B. La portée de la solution: intégration raisonnée du psychique et cohérence du droit positif
La décision tranche avec prudence la question des séquelles psychiques. D’un côté, elle rappelle utilement que « le taux médical d’incapacité permanente comprend certes l’atteinte physique séquellaire mais également une composante psychique ». De l’autre, elle retient, au vu des éléments médicaux, que « Les manifestations psychiques actuelles ne sont pas que la conséquence directe de l’AT ». La Cour s’appuie sur l’analyse expertale selon laquelle « Le stress post-traumatique allégué est réel (…) mais a surtout été majoré sinon remplacé par un état anxio-dépressif » dans un contexte professionnel distinct.

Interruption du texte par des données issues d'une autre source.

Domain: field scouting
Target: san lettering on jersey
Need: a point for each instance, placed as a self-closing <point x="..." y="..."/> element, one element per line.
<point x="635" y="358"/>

Cette articulation confirme deux principes de portée générale. D’abord, la place du psychique dans l’IPP médicale n’est pas exclue mais suppose une imputabilité directe à l’accident évaluée à la consolidation. Ensuite, les litiges parallèles sur la prise en charge d’une lésion nouvelle ne sauraient altérer la méthode barémique ni l’exigence probatoire attachée au coefficient professionnel. L’arrêt conforte ainsi une lecture stricte du barème, un usage loyal de la formule de Balthazar et une distinction nette entre déficit fonctionnel séquellaire et retentissement professionnel démontré. En pratique, il offre un cadre opératoire stable aux praticiens pour calibrer, à droit constant, des séquelles combinées et hétérogènes.